Pakistan dient seit jeher den amerikanischen Interessen in der Region, und das Hauptquartier in Rawalpindi war der Lenker dieser Zusammenarbeit. Heute zeigt sich, dass die bevorstehenden Wahlen in Pakistan die Regierung Biden nicht davon abgehalten haben, den roten Teppich für Munir auszurollen. Das Gute daran ist, dass sowohl Iran als auch Pakistan klug genug sind, um die roten Linien des jeweils anderen zu kennen.
Die Absichten der USA sind klar: Sie wollen Teheran im Westen und Osten mit schwachen Staaten flankieren, die leicht zu manipulieren sind. Die eilig arrangierten Treffen in Davos zwischen dem nationalen Sicherheitsberater der USA, Jake Sullivan, und hochrangigen irakischen Beamten (hier und hier) im Anschluss an die iranischen Angriffe unterstrichen
- die Bedeutung der Wiederaufnahme der Ölexporte (nach Israel) und die Unterstützung Washingtons für "die starke Partnerschaft der Region Kurdistan mit den Vereinigten Staaten";
- die Bedeutung der Beendigung von Angriffen auf US-Personal im Irak und in Syrien;
- die Zusage der USA, "die Sicherheitszusammenarbeit als Teil einer langfristigen, nachhaltigen Verteidigungspartnerschaft zu verstärken";
- die Unterstützung der USA für die irakische Souveränität; und
- Bidens Einladung an den irakischen Premierminister Sudani, das Weiße Haus "bald" zu besuchen.

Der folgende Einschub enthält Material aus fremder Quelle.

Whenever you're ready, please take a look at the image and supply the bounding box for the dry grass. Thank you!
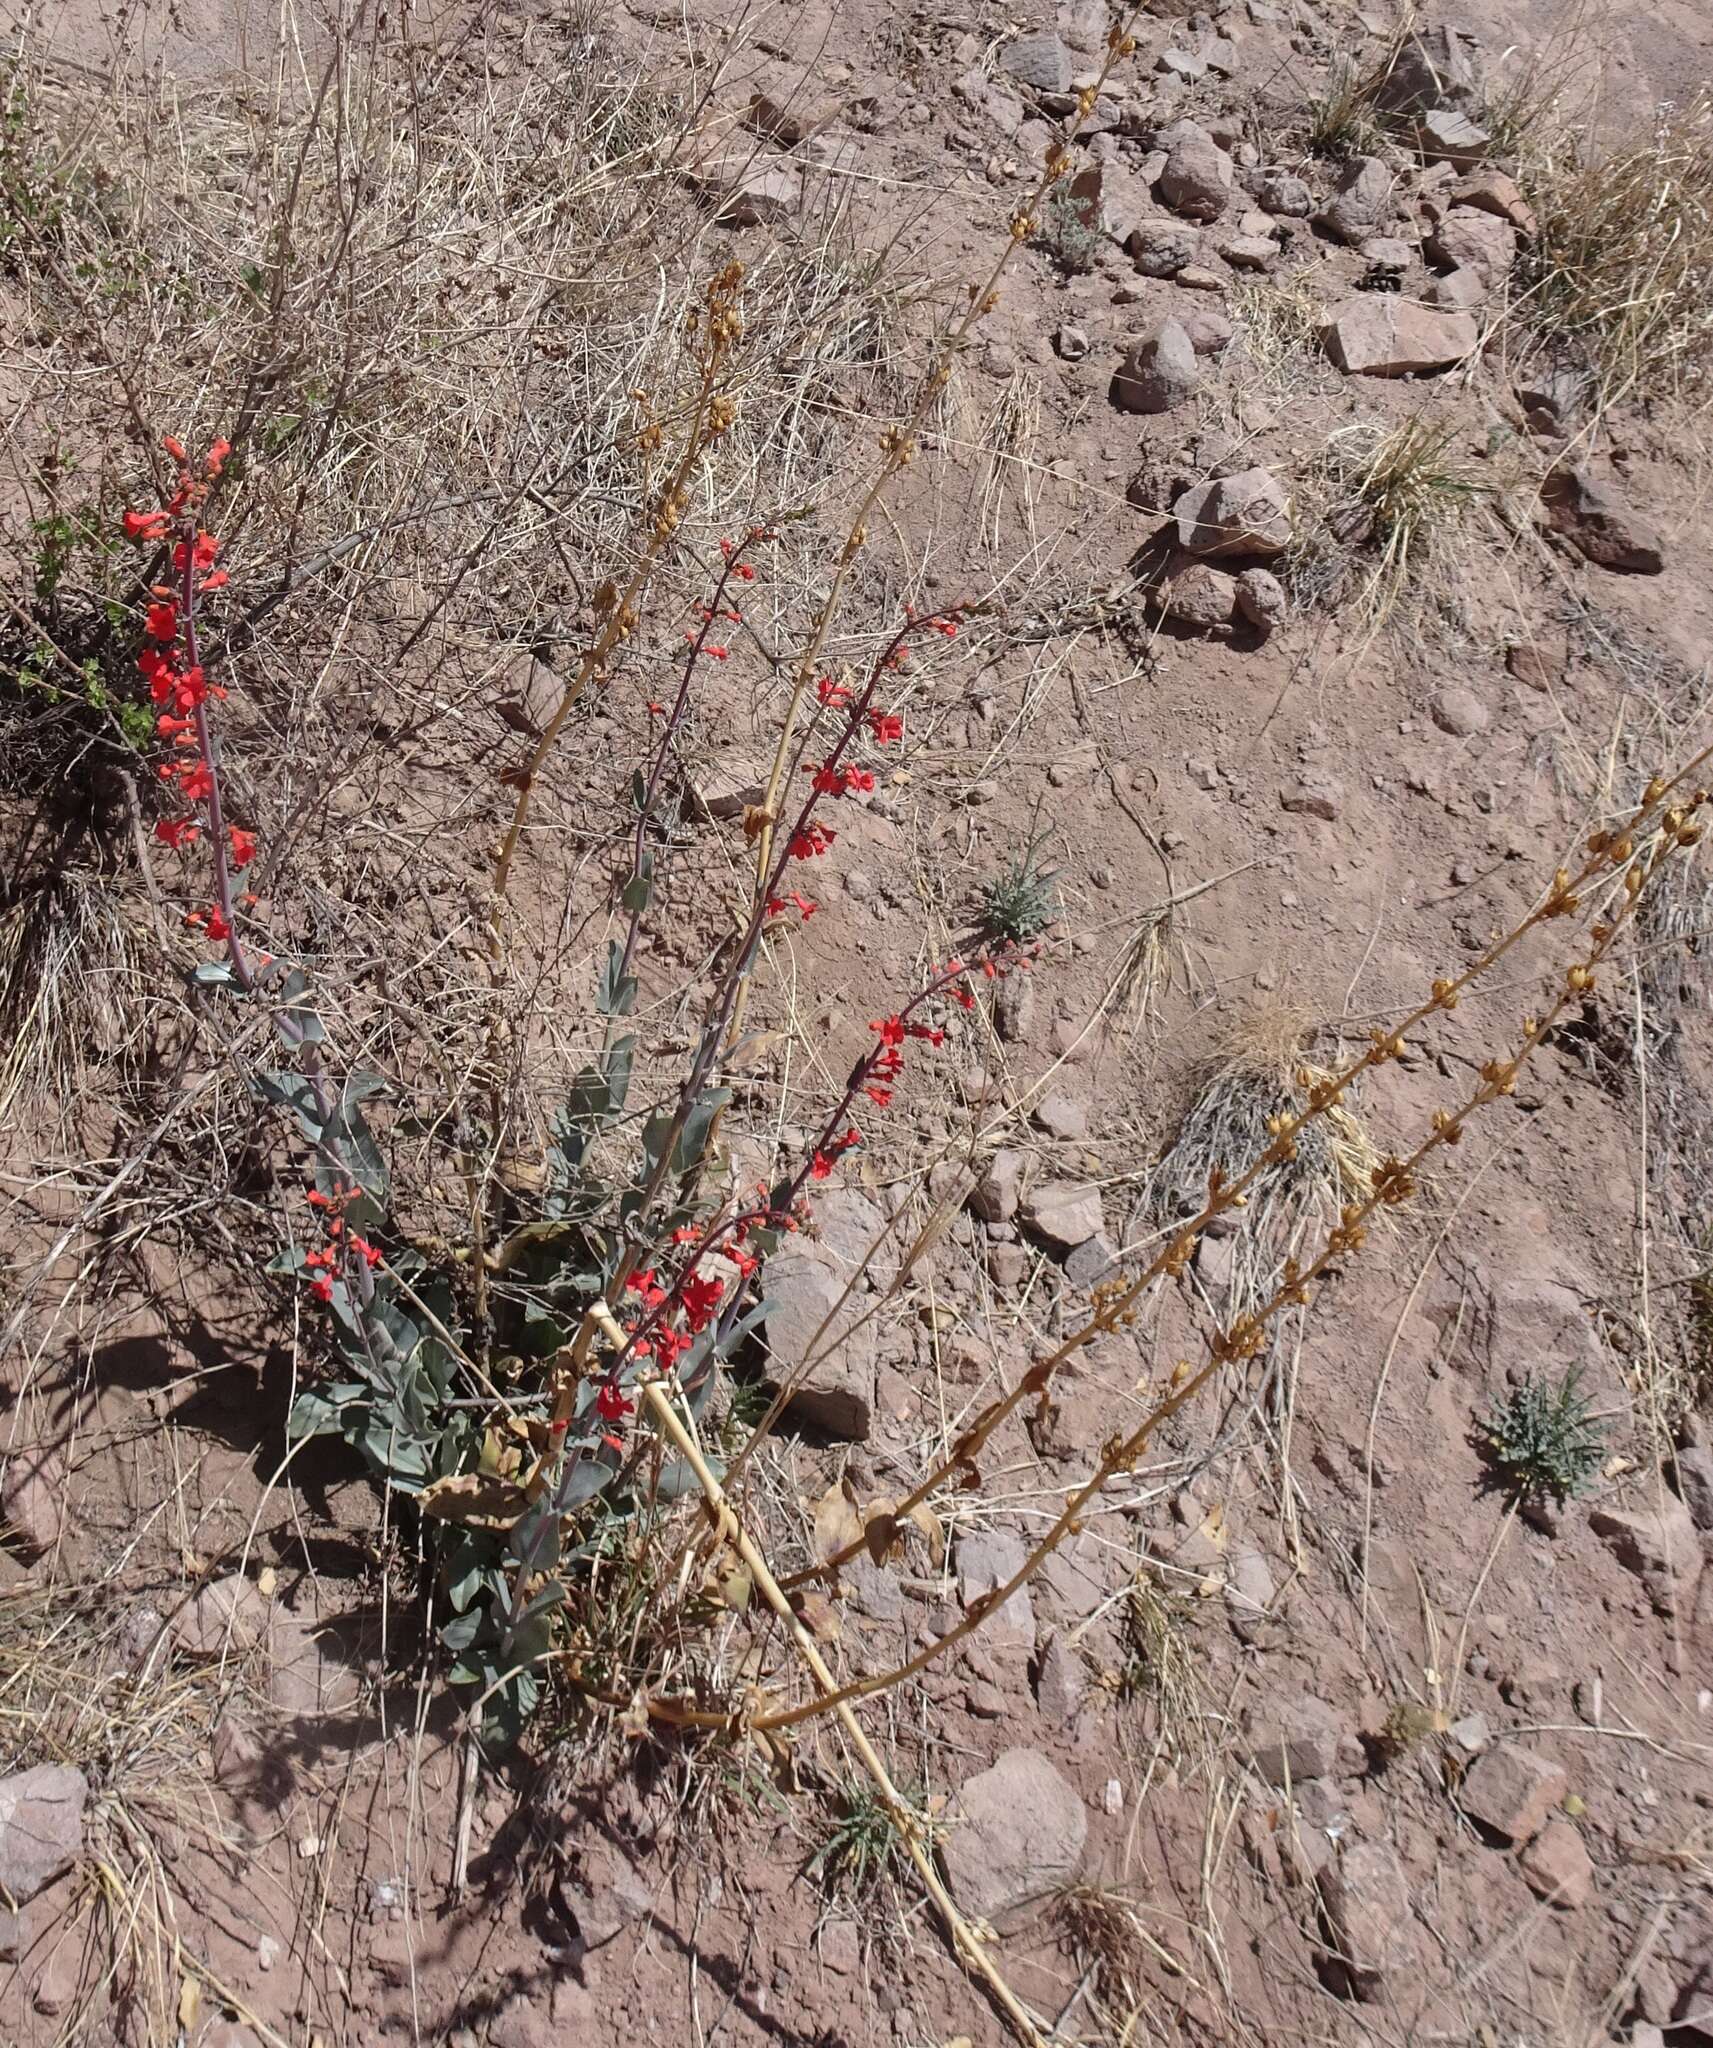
[1522,93,1713,406]
[0,869,148,1120]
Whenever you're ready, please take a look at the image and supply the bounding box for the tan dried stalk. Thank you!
[786,754,1713,1600]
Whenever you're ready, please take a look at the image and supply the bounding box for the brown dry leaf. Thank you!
[418,1470,530,1530]
[178,1980,201,2034]
[907,1500,946,1565]
[795,1591,842,1643]
[812,1478,865,1563]
[714,1561,753,1612]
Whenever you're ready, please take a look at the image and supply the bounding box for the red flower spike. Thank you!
[205,908,231,942]
[228,827,257,869]
[144,601,178,641]
[310,1276,334,1304]
[154,816,199,851]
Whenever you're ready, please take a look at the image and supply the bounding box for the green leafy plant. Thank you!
[1478,1366,1608,1506]
[979,829,1059,943]
[1033,178,1103,277]
[806,1777,922,1899]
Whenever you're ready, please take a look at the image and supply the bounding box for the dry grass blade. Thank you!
[0,869,147,1120]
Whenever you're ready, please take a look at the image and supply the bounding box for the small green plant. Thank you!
[805,1777,920,1899]
[979,830,1059,943]
[1033,178,1103,277]
[1478,1366,1608,1506]
[1306,58,1381,160]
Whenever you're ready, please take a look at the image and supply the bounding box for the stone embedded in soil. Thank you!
[1540,465,1666,575]
[1123,215,1202,277]
[1225,1546,1276,1642]
[270,1610,363,1719]
[1675,1445,1713,1531]
[1235,566,1288,631]
[1033,1632,1087,1723]
[1032,1093,1089,1140]
[1321,297,1478,376]
[1251,167,1311,216]
[1431,686,1489,737]
[1247,1691,1343,1785]
[938,1748,1087,1924]
[1158,123,1234,222]
[1173,465,1291,559]
[762,1246,877,1441]
[1373,26,1485,118]
[1000,29,1073,93]
[1063,1232,1120,1290]
[685,150,800,228]
[1589,1495,1704,1615]
[1519,1819,1595,1909]
[805,1183,898,1292]
[956,1527,1037,1652]
[1316,154,1395,245]
[1020,1181,1104,1251]
[1317,1841,1420,2000]
[1280,778,1341,822]
[1452,171,1537,235]
[970,1149,1023,1224]
[1460,1741,1568,1844]
[1,1440,67,1557]
[686,749,767,821]
[1426,205,1516,283]
[1156,558,1238,629]
[1178,305,1234,356]
[1417,107,1494,167]
[744,88,838,149]
[1360,235,1416,273]
[1219,233,1276,270]
[1113,318,1200,414]
[173,1575,270,1659]
[0,1767,86,1905]
[1055,322,1090,360]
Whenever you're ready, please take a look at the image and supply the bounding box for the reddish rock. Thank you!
[1321,298,1478,376]
[1460,1741,1567,1844]
[1318,1841,1420,1999]
[938,1749,1087,1924]
[1519,1820,1594,1909]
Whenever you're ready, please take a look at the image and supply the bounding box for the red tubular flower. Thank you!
[864,1085,892,1107]
[842,764,874,795]
[228,827,257,868]
[200,570,229,592]
[204,907,231,942]
[162,436,188,464]
[815,676,849,707]
[205,438,231,476]
[123,509,169,542]
[310,1276,334,1304]
[154,816,199,851]
[180,762,214,802]
[870,1015,905,1046]
[788,822,836,860]
[144,601,178,641]
[867,712,902,744]
[681,1271,724,1333]
[704,645,728,661]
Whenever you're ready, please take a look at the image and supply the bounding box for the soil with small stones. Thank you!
[3,2,1712,2047]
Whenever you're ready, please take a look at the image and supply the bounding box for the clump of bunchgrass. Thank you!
[1522,94,1713,406]
[1306,58,1382,160]
[1478,1366,1608,1507]
[805,1776,920,1900]
[978,830,1059,944]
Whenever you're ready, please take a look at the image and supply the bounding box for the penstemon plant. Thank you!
[128,449,1023,1746]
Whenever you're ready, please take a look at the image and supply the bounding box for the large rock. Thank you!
[1460,1742,1567,1844]
[1425,206,1516,283]
[1155,558,1238,629]
[1173,465,1291,558]
[1122,216,1201,277]
[1001,29,1073,93]
[938,1749,1086,1923]
[1540,466,1666,575]
[1321,298,1478,376]
[1318,1842,1419,2000]
[0,1766,86,1904]
[1020,1181,1104,1251]
[1159,123,1234,222]
[1316,155,1395,245]
[1589,1495,1703,1614]
[1373,26,1485,118]
[1676,1445,1713,1532]
[1112,319,1199,414]
[762,1246,877,1440]
[955,1527,1036,1652]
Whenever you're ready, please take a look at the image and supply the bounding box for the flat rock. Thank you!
[1063,1232,1119,1289]
[1317,154,1394,245]
[1001,29,1073,93]
[1418,107,1493,167]
[1033,1093,1089,1140]
[1178,305,1234,355]
[1590,1495,1703,1613]
[1253,167,1312,216]
[1219,233,1276,270]
[0,1767,86,1904]
[1460,1741,1567,1844]
[686,152,800,228]
[1248,1691,1343,1785]
[938,1749,1086,1923]
[1020,1181,1104,1251]
[1321,297,1477,375]
[1424,267,1487,312]
[1541,466,1666,574]
[1280,777,1341,822]
[269,1611,363,1719]
[957,1527,1036,1651]
[763,1246,877,1440]
[1426,205,1516,283]
[1319,1841,1420,2000]
[1173,465,1291,558]
[1519,1819,1594,1909]
[1452,171,1537,235]
[1112,318,1199,413]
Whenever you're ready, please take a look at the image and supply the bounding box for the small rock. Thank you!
[989,1243,1029,1289]
[686,150,800,228]
[1426,206,1516,283]
[993,971,1036,1041]
[1055,322,1090,361]
[1174,465,1291,559]
[1317,155,1395,245]
[1063,1233,1120,1289]
[764,1247,876,1440]
[1225,1547,1275,1642]
[0,1768,85,1905]
[1219,234,1276,269]
[1417,107,1493,167]
[1157,47,1207,82]
[1175,262,1226,291]
[1157,559,1238,629]
[1248,1693,1343,1785]
[1021,1182,1105,1252]
[1460,1741,1568,1844]
[1204,35,1240,77]
[1,1441,67,1556]
[1451,171,1537,235]
[1448,1712,1490,1755]
[1252,167,1312,216]
[1034,1633,1088,1723]
[1033,1094,1089,1141]
[1540,466,1666,575]
[1374,27,1485,119]
[1001,30,1073,93]
[1122,216,1202,277]
[938,1750,1087,1924]
[957,1527,1036,1651]
[1159,124,1235,222]
[1112,318,1200,414]
[1519,1819,1594,1909]
[970,1149,1023,1224]
[1178,305,1234,355]
[1424,267,1488,312]
[1280,779,1340,823]
[1590,1495,1703,1613]
[1359,235,1416,272]
[1431,686,1489,737]
[1318,1841,1419,2000]
[1187,756,1219,791]
[1321,297,1478,376]
[173,1576,269,1659]
[686,750,768,821]
[744,90,838,148]
[1235,566,1287,631]
[1675,1445,1713,1532]
[256,1934,282,1972]
[1518,365,1589,432]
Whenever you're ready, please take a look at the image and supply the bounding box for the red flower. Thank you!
[867,712,903,745]
[734,562,755,581]
[179,762,214,802]
[864,1085,892,1107]
[704,645,728,661]
[204,907,231,942]
[154,816,199,851]
[871,1015,905,1046]
[788,822,836,860]
[144,601,178,641]
[122,509,168,542]
[162,436,188,464]
[809,1151,833,1180]
[815,676,850,707]
[310,1275,334,1304]
[200,570,229,592]
[205,438,231,476]
[228,826,257,868]
[596,1381,634,1422]
[680,1270,724,1333]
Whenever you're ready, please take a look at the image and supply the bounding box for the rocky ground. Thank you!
[1,1,1711,2045]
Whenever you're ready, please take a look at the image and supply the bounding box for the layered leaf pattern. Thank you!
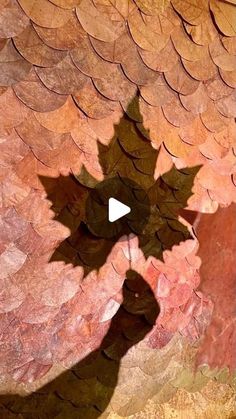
[0,0,236,417]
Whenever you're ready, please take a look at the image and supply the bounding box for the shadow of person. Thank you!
[0,270,160,418]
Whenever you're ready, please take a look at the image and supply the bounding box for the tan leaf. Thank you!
[18,0,72,28]
[76,0,125,42]
[210,0,236,36]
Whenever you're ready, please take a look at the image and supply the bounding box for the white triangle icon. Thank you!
[108,198,131,222]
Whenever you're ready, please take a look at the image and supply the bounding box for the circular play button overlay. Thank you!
[85,176,150,240]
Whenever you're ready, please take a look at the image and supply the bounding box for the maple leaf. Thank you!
[39,95,200,275]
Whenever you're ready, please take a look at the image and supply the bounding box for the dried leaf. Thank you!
[73,79,118,119]
[36,55,88,95]
[93,64,137,101]
[33,14,86,50]
[0,0,29,38]
[165,60,199,95]
[71,37,112,78]
[179,116,209,146]
[141,74,177,106]
[0,88,30,136]
[0,40,31,86]
[13,69,67,112]
[35,96,79,133]
[205,73,233,100]
[76,0,125,42]
[128,8,169,52]
[220,68,236,88]
[14,24,67,67]
[171,25,206,61]
[215,89,236,117]
[49,0,81,8]
[201,102,229,132]
[210,0,236,36]
[171,0,208,25]
[209,37,236,71]
[139,39,179,72]
[134,0,170,15]
[197,204,236,369]
[182,49,218,81]
[18,0,72,28]
[180,83,209,114]
[184,16,218,46]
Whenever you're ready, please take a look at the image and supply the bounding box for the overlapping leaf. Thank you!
[0,0,235,416]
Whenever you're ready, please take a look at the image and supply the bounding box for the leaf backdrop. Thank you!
[0,0,236,417]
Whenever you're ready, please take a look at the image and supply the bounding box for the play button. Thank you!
[85,176,150,241]
[108,198,131,222]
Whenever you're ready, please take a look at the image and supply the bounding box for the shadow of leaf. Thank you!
[39,94,200,275]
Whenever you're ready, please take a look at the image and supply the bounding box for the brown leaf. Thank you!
[221,36,236,54]
[0,0,29,38]
[171,25,206,61]
[33,135,82,172]
[93,64,137,101]
[180,83,209,114]
[114,32,158,85]
[34,96,79,133]
[16,113,68,151]
[182,49,217,81]
[171,0,208,25]
[71,37,112,78]
[36,55,88,95]
[0,170,30,207]
[128,8,169,52]
[18,0,72,28]
[73,79,118,119]
[214,119,236,149]
[200,102,229,132]
[199,135,229,160]
[164,60,199,95]
[140,39,179,72]
[140,74,177,106]
[220,68,236,88]
[0,274,25,311]
[184,16,218,46]
[101,29,133,63]
[33,13,86,50]
[49,0,81,8]
[205,73,233,100]
[179,116,209,146]
[15,151,58,189]
[163,95,194,127]
[0,130,28,177]
[0,88,30,136]
[210,0,236,36]
[76,0,125,42]
[215,89,236,118]
[14,24,67,67]
[0,40,31,86]
[134,0,170,15]
[90,36,119,62]
[93,0,136,21]
[154,144,173,178]
[13,69,68,112]
[88,107,123,142]
[209,37,236,71]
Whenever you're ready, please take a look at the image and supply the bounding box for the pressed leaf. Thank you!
[210,0,236,36]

Kurz gesagt, Sullivan hat die Absicht der USA zum Ausdruck gebracht, ihre Präsenz im Irak zu verstärken – und ähnliche Ziele verfolgen sie auch in Pakistan. Washington vertraut darauf, dass Munir dafür sorgt, dass Imran Khan im Gefängnis bleibt, egal wie die Wahlen in Pakistan ausgehen.
Diese strategische Neuausrichtung kommt zu einer Zeit, in der Afghanistan endgültig aus der anglo-amerikanischen Umlaufbahn herausgefallen ist und Saudi-Arabien kein Interesse daran zeigt, ein Rädchen im amerikanischen Getriebe zu sein oder sich mit den Kräften des Extremismus und Terrorismus anzulegen.